Although
I felt that the Adelaide et al. paper was a more difficult read, being that it
was predominantly physiology based rather than behavior based, I found that the
types of behaviors discovered to be very interesting. In regards to figure 4,
while the CREB factor was able to create a increase in fear memory, there was
no connection between the strength and the memory and the resulting anxiety
behaviors. It seems that in most of the papers we have read that these things
go hand-in-hand: better consolidation of fear, stronger fear induced behavior.
To me, I saw this as an opportunity to address the idea that memory
consolidation may be able to be separated from the fear connection as a whole.
CREB seems to solely affect the memory strength of the fear learning,
separately from the fear.
With Ramirez et al, I noticed that a few of the figures
were used in Dr. Shansky’s class, and remembered how interesting this idea was.

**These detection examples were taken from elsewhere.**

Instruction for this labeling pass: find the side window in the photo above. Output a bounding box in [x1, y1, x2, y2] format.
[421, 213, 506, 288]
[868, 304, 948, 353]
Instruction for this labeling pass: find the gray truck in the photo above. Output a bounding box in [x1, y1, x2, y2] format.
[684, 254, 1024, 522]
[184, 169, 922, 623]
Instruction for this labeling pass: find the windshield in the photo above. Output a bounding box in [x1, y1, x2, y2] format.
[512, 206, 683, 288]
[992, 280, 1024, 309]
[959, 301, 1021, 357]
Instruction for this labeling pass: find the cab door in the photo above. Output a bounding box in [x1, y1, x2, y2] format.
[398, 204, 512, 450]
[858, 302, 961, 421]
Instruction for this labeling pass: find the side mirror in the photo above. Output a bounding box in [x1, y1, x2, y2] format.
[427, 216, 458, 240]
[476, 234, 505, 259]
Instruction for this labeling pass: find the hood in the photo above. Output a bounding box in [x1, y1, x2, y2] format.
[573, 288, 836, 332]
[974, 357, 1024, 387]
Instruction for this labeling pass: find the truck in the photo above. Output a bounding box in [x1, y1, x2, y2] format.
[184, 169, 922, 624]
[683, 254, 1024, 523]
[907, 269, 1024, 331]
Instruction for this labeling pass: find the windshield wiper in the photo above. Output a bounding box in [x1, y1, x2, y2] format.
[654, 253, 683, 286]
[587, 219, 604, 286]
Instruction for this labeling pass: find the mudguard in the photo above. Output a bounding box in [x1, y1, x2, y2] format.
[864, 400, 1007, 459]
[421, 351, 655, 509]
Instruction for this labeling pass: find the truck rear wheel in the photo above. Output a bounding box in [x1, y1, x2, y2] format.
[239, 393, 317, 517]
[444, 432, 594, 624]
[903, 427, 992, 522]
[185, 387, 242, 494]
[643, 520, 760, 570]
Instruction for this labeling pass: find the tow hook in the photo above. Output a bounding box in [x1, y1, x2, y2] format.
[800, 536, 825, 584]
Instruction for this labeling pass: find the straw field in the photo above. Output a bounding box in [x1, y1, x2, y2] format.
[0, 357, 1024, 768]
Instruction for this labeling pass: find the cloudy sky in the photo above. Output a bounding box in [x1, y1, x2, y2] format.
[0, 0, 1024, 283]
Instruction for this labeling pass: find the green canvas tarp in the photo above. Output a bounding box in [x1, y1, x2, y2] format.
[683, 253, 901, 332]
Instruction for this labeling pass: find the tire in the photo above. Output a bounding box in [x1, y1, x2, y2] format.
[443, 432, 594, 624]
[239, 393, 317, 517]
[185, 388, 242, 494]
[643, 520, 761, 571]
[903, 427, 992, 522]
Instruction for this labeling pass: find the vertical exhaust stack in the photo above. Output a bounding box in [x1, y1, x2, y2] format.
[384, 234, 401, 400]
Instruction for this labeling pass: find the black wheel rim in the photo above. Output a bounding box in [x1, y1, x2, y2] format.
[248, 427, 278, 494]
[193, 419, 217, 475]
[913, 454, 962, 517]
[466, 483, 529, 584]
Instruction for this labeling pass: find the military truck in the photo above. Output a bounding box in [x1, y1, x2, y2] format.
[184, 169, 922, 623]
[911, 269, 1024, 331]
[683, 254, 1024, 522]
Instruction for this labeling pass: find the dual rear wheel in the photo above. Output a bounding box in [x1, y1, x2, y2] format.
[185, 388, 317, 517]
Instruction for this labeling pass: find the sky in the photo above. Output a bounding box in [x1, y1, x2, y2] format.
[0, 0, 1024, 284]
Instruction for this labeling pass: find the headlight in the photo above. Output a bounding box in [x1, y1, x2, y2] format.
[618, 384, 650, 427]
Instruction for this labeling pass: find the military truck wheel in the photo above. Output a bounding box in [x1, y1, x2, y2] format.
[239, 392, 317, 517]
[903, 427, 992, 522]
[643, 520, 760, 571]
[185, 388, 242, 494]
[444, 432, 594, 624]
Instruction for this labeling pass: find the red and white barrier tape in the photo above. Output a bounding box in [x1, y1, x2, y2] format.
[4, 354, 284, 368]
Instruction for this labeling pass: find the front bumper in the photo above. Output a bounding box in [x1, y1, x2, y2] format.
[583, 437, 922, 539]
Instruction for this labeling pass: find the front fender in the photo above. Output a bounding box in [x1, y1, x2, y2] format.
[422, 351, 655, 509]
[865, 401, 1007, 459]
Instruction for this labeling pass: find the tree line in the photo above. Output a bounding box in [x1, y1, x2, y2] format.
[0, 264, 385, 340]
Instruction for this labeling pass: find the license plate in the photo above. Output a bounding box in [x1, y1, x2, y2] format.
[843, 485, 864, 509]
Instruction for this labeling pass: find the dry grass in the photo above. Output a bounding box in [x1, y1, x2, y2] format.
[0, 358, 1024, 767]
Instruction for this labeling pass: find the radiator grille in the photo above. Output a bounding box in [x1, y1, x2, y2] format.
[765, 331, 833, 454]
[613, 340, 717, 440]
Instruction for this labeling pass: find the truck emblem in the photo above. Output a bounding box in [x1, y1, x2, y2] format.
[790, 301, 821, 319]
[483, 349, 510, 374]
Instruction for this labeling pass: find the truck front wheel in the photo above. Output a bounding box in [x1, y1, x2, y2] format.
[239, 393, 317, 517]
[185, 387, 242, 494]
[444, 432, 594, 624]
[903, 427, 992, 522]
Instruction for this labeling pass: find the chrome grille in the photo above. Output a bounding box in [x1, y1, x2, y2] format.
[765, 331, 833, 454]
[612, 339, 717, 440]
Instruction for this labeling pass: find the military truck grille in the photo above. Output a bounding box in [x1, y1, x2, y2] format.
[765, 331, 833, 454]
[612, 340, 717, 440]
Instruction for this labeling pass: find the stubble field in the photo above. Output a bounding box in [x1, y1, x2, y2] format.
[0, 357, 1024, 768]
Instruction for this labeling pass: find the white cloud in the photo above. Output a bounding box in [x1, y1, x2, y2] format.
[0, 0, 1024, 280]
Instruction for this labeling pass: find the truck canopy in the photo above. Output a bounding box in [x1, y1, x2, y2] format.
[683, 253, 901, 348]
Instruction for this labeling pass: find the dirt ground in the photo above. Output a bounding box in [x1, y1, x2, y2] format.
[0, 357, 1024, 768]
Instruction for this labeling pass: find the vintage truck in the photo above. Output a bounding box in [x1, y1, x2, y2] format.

I particularly liked their use of the fluorescence in figure 3 when looking at
the Cfos + cells. Although not significant, it seems that there are some slight
differences, particularly in the BLA of natural recall and false recall
expression. I wonder if there is typically a disparity between the BLA and CeA
since both are usually (as seen by natural recall) “lit up” equally. After reading
the paper, I wondered about the applications of this false memory technique for
further experiments. Thinking about last weeks extinction papers, I wondered if
we could falsely create extinction in animals- perhaps comparing the idea of strong
fear conditioned animals to weak and seeing if this neuronal control of false memories
is enough to negate those effects. Furthermore, I believe this would be extra
interesting since context plays a large role in the extinction recall and this
false memory task also is demonstrated in context situations.